Les Jardins
Mère, qu'il soit béni, le grand jardin de fleurs
Qui vit, petite enfant, ton sourire et tes pleurs!
Là, ta mère aux beaux yeux, jeune et pleine de grâce
Te chantait des chansons de nourrice à voix basse;
Ton père, sérieux, te prenait dans ses bras,
Et t'écoutant, ravi, dès que tu murmuras,
Disait: O frêle enfant! il faut veiller sur elle.
Et c'était entre eux deux une folle querelle
De lutter pour donner une joie à tes yeux,
Et de savoir lequel t'obéirait le mieux.
O Dieu! le temps s'envole ainsi que des fumées,
Emportant loin de nous les âmes bien aimées,
Nos rêves, nos désirs, tout ce qui nous fut cher.

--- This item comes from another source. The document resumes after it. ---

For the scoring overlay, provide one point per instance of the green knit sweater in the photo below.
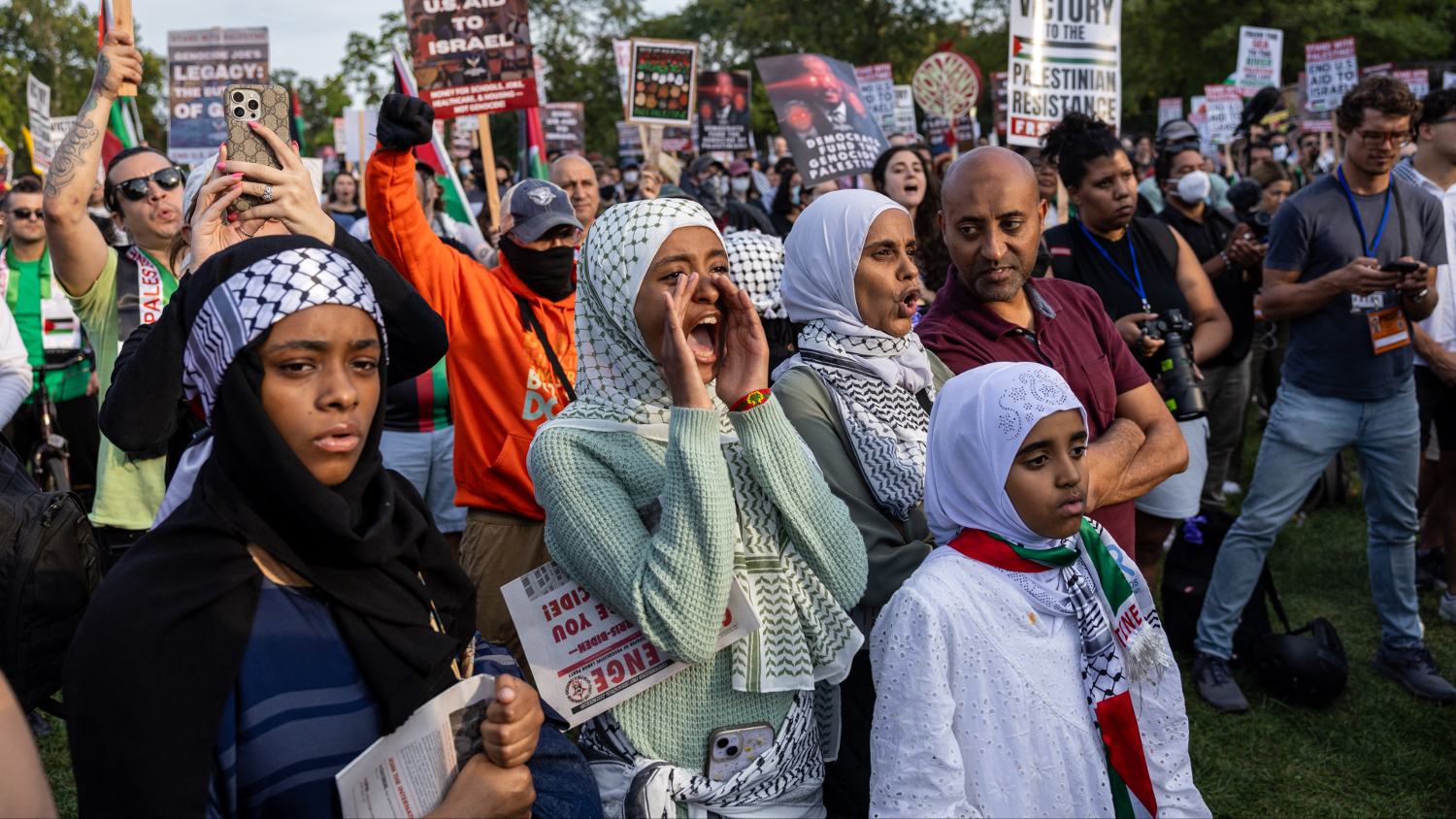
(649, 530)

Le froid du soir qui tombe entre dans notre chair,
Et cependant toujours les voix qui nous émurent
Comme en un vague songe autour de nous murmurent;
Elles ont la douceur sereine de l'espoir
Et nous les entendons qui disent: Au revoir!

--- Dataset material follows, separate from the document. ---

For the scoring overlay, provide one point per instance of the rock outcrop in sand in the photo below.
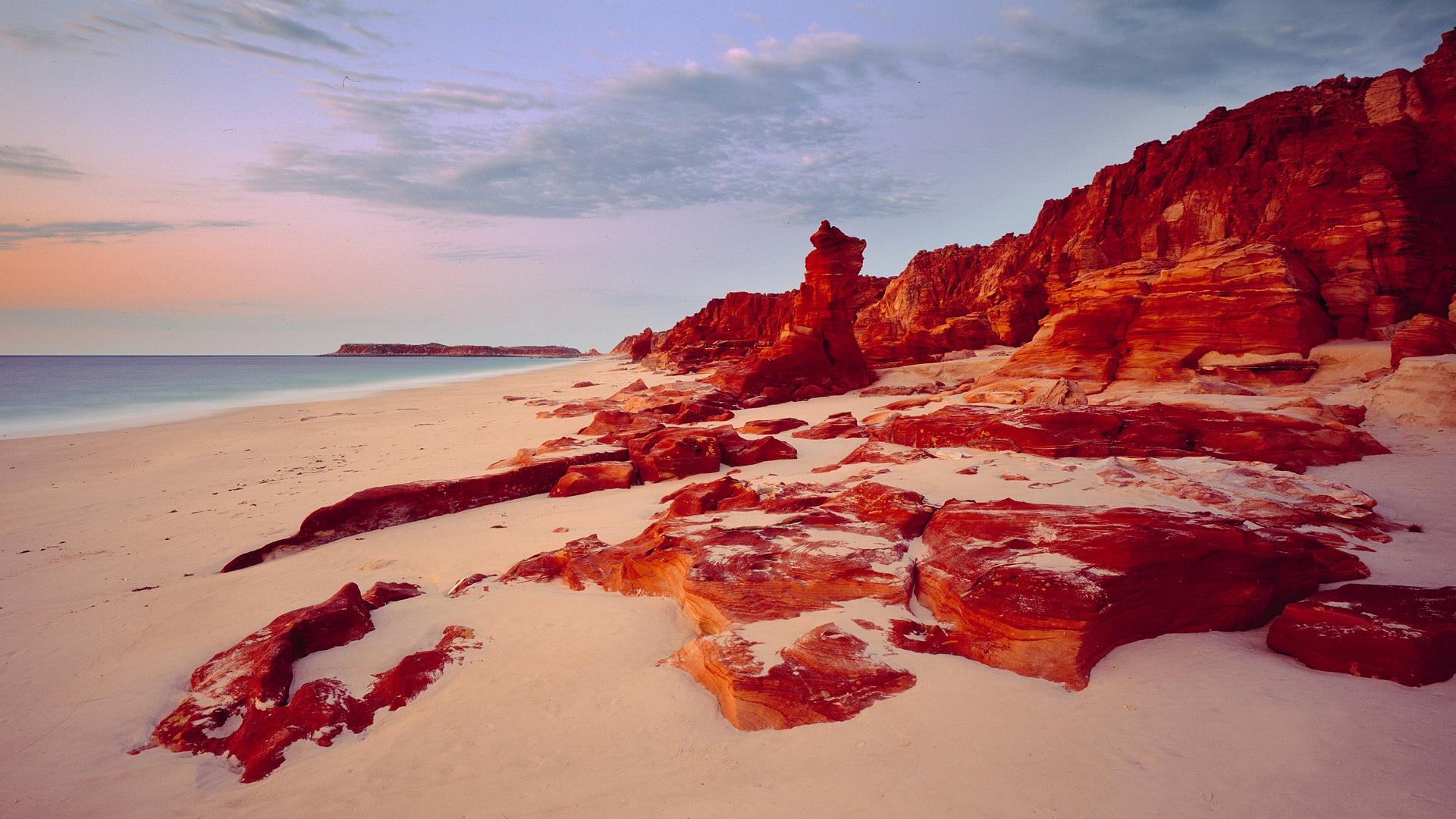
(239, 703)
(1305, 215)
(1400, 632)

Nos Anges, dans cette ombre où notre pas vacille
Nous regardent souffrir d'un oeil doux et tranquille
Et tandis que leur vol mystérieux nous suit,
Au-dessus de nos fronts envahis par la nuit
Nous voyons l'avenir sortir d'un sombre voile
Sous la nue, et grandir comme une blanche etoile.
Oh! sois heureuse! et quand frémit l'aile du soir,
Songe aux chers coeurs avec le plus tranquille espoir,
Car un pressentiment céleste nous enivre
Dans cette solitude où nous les sentons vivre.